The cargo in this case was declared as Group C despite apparently consisting of primarily sand sized particles with a high proportion of silt and clay size fractions. The declaration also listed a Transportable Moisture Limit (TML) of 10%. The TML for Bauxite Fines (using the Modified Proctor/Fagerberg test procedure) is calculated as the critical water content at either 80% or 70% saturation, subject to determining the point at which a material is approaching full saturation, known as the optimum moisture point (OMC). There is no flow moisture point (FMP) determination using this TML test method.

Any cargo that has an inherent propensity to retain moisture and reach a point of saturation will demonstrate an FMP/TML if tested correctly. These cargoes can, by definition, “flow” like a viscous fluid and should be classified as a Group A cargo. No testing certificates were provided in the recent Guyana case.

Gard’s local correspondent Cariconsult has advised that there are no independent testing facilities for moisture content and no Competent Authority in the region with the requisite skills to assess the suitability of a cargo for safe shipment, which makes independent confirmation by ship’s interests difficult and time-consuming. Therefore “can tests” are frequently performed as a check test prior to and during loading. It is critical to remember that can tests cannot confirm if a cargo is safe; they can only give an indication that a cargo may be unsafe and additional laboratory testing is required before the cargo is accepted for loading.  Gard has been advised by materials experts Roxburgh that fine particulate bauxite, when approaching the point of saturation, will have a natural tendency to retain water. As such, a can test that does not expel water is unlikely to raise any concerns for a ship’s Master, even when the cargo is potentially dangerously unsafe.

Seasonal rains in Guyana have only made the situation more precarious. Guyana has traditionally had two well-defined rainy seasons in December/January and again in May/June. These seasons have become less predictable recently, and this year the country has had almost continuous rainfall since December 2020.  The rain showers are frequent and usually very heavy, and come with little warning, giving crews insufficient time to respond with the closing of hatch covers. Bulk carriers with chain-pull hatch covers are not recommended during the rainy season.

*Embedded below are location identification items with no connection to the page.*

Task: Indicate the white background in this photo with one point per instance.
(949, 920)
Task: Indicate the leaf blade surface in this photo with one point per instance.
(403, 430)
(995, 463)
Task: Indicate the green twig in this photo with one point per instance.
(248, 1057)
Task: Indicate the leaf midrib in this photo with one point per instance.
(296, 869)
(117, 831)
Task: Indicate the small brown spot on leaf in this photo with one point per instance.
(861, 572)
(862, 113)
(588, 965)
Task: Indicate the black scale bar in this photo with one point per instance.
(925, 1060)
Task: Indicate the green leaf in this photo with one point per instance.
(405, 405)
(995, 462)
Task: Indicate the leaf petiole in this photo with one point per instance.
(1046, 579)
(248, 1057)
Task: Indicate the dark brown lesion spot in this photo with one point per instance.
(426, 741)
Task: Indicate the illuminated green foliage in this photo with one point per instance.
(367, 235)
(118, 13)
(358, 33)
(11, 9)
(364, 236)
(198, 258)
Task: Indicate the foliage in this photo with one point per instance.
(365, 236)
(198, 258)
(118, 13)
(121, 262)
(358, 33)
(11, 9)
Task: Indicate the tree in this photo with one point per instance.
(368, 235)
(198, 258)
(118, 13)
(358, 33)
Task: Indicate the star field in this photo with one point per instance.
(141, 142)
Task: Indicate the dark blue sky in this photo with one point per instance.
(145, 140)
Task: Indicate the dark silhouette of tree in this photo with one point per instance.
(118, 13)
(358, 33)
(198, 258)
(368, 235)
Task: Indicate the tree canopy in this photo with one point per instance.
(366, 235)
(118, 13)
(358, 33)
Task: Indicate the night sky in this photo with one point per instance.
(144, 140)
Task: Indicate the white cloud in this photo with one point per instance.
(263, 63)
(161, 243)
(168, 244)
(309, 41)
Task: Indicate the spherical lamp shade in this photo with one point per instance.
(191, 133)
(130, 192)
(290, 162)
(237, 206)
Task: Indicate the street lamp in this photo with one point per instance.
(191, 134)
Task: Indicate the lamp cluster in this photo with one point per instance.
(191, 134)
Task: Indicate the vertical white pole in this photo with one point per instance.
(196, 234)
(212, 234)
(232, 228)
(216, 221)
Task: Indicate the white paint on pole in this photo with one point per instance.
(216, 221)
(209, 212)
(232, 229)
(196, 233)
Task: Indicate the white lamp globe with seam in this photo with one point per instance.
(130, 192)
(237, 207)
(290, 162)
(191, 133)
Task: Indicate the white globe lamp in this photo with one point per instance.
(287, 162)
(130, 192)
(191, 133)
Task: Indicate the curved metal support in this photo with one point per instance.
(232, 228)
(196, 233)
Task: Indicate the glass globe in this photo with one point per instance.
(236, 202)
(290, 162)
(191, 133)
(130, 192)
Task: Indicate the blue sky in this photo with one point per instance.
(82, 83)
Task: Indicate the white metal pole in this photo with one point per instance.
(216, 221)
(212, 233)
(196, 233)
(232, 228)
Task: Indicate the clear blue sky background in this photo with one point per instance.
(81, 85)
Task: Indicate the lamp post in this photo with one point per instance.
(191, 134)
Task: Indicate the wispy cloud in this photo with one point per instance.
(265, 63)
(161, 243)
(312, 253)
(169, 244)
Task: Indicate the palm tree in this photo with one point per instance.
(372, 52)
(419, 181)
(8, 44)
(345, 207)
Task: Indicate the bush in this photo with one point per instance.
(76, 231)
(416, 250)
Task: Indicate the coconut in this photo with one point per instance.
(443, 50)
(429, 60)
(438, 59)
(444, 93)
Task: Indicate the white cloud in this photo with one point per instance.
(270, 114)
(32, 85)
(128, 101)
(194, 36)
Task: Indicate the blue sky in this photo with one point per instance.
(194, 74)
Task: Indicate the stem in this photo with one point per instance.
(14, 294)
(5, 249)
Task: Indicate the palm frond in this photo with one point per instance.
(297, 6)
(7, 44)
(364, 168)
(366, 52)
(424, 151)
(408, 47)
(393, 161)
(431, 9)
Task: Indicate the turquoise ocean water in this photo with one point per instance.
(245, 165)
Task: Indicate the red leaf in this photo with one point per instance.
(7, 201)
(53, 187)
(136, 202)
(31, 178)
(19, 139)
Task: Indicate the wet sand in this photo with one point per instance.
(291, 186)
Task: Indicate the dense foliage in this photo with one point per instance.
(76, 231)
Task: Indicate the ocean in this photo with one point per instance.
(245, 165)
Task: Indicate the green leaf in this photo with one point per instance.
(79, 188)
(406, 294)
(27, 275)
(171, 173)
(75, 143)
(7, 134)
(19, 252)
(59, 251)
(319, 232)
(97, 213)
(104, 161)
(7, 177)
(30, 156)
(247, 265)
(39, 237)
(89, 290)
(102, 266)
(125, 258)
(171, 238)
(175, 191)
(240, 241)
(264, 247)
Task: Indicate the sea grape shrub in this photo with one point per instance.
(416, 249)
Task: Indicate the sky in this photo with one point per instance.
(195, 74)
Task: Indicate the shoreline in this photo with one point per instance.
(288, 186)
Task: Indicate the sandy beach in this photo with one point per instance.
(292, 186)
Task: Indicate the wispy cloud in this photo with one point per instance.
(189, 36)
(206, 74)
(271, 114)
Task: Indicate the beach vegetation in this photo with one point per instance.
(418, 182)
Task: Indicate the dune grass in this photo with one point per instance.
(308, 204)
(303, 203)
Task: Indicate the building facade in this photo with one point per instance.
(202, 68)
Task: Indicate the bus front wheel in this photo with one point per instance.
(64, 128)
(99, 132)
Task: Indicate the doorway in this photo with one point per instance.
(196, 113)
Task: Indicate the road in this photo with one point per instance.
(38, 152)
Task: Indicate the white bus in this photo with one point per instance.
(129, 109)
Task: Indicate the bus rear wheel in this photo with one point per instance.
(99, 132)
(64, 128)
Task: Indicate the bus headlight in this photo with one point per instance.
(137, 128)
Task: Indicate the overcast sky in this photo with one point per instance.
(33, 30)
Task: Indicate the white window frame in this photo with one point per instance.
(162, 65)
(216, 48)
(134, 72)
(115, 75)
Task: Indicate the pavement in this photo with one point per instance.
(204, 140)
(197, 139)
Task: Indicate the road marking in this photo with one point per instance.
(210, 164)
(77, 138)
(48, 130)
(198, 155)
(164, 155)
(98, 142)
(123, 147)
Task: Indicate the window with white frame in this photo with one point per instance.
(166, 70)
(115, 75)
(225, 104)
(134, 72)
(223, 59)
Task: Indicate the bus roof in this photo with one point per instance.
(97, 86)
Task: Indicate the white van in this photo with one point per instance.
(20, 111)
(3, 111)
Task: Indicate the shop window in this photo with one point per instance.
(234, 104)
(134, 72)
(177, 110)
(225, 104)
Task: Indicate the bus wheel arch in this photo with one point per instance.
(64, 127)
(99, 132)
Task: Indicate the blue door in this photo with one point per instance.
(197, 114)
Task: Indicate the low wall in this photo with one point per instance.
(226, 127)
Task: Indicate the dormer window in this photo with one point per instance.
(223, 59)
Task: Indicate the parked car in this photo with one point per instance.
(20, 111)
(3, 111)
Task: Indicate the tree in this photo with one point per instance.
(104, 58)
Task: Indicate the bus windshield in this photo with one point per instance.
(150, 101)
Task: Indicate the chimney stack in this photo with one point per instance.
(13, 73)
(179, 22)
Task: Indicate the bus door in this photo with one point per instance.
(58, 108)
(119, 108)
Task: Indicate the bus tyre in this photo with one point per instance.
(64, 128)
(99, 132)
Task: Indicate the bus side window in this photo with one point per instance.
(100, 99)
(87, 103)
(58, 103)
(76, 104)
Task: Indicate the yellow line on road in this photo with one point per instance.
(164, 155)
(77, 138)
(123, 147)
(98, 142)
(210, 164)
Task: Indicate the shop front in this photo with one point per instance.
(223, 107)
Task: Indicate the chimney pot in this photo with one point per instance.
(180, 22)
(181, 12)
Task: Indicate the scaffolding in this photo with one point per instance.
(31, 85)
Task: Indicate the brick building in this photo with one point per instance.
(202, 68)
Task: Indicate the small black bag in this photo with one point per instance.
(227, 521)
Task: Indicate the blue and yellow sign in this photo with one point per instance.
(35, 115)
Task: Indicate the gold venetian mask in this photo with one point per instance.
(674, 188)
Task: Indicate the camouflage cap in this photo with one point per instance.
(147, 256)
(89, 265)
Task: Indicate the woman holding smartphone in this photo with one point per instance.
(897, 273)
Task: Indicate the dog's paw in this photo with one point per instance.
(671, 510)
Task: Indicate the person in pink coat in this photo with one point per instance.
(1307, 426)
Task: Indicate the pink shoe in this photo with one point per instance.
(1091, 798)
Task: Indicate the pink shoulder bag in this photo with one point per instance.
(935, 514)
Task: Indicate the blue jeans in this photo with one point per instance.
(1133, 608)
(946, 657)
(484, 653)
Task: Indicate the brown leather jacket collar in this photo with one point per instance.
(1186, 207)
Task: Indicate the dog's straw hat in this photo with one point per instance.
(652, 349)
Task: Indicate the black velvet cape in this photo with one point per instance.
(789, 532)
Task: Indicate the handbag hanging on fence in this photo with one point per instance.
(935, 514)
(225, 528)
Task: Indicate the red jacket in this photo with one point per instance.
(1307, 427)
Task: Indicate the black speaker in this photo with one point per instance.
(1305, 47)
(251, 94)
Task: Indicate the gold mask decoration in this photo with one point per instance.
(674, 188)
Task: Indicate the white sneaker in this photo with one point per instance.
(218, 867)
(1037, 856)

Shipowners are advised to consider the following when loading bauxite in Guyana:

  • Bauxite that is primarily a fine-particulate composition (appearance similar to a silty sand) should be assumed to be Group A unless proven otherwise by independent testing and reflected as such in the cargo declaration.
  • Group A cargoes must be accompanied by a TML and moisture content test certificate that should reference the specific IMSBC Code test method and/or ISO standard employed.
  • Moisture content must be tested within seven days of loading or any time there is a change in moisture condition such as rain.
  • Sampling and testing for moisture content must be representative of the cargo as a whole and declared as an average of the cargo. Any variability in the composition of the cargo, finer and/or wetter portions for example, should be sampled and tested for moisture content separately and clearly documented on the Shipper’s Declaration on a hold-by-hold basis.
  • Any anomalies in the cargo declarations and test certificates should be questioned and brought to the attention of the Club. Red flags include fine particles cargo declared as Group C, Group C cargo with a TML listed, and moisture certificates dated more than seven days before loading.
  • The cargo should not be loaded during rain and hatch covers should be closed during rain waiting periods if partially loaded.
  • Certain bauxites, such as the low grade washed by-product fines in Guyana, retain moisture remarkably well when increasingly saturated. This means that when a can test is performed on moist material there may be no free moisture visible. This is not a sign the cargo is safe to load.

Gard has encouraged its Members to have a low threshold for contacting the Club if they are fixed or are considering fixing a bauxite cargo from Guyana, and alert the Club if there are any signs of misdeclaration, fine grained or overly wet cargo. Owners should use caution and be familiar with the IMSBC Code requirements and loss prevention materials.